Kekalahan Trump mungkin adalah sebuah pelajaran bahwa AS tidak bisa benar-benar mempromosikan pasar bebas di dalam negaranya sembari merusak perdagangan bebas di tingkat global. Dan ini akan menjadi pelajaran penting bagi kaum populis dunia bahwa:
Anda tidak bisa terus menikmati buah dari liberalisasi ekonomi tanpa membuat gerakan ke arah liberalisasi politik; Anda tidak bisa memiliki demokrasi tanpa ada kebebasan pribadi; dan perdamaian internasional tidak bisa bertahan jika Anda terus membangun tembok perbatasan dan mendorong perang dagang.
Kenaikan Trump di 2016 adalah momen dan monumen di mana dunia pernah berada dalam kekecewaan berat terhadap liberalisme global. Tapi hari ini perlahan dunia tampak menyadari bahwa perasaan dan tindakan mereka adalah keliru.
Di Perancis, Macron yang sempat terpilih secara populis tiba-tiba bersikap “anti-populis” dengan memilih memperkuat nilai-nilai liberal Pencerahan alih-alih tunduk dan berkompromi pada desakan populis dunia.

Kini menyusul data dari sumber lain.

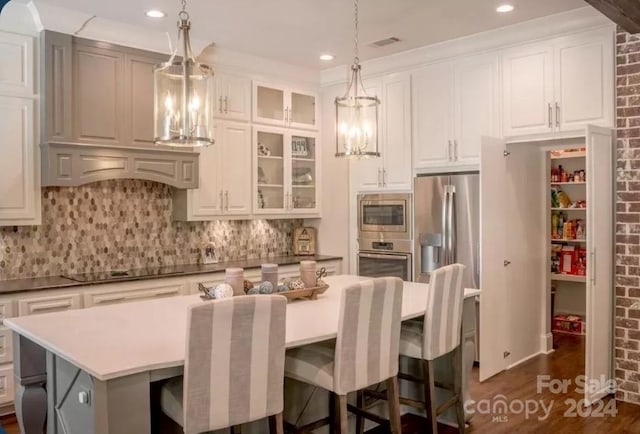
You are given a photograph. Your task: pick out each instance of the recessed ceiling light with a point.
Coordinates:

Kita mungkin akan segera melihat hal serupa terjadi pada komponen liberal lainnya jika Biden benar-benar kelak terpilih.
Dengan Biden alih-alih Trump, kita tidak tahu pasti apa yang akan terjadi. Tapi kita boleh optimistis bahwa “sejarah” yang sempat tertunda, bisa berlanjut kembali.(*)
Penulis merupakan science enthusiast. Pengurus DPD KNPI Sulut.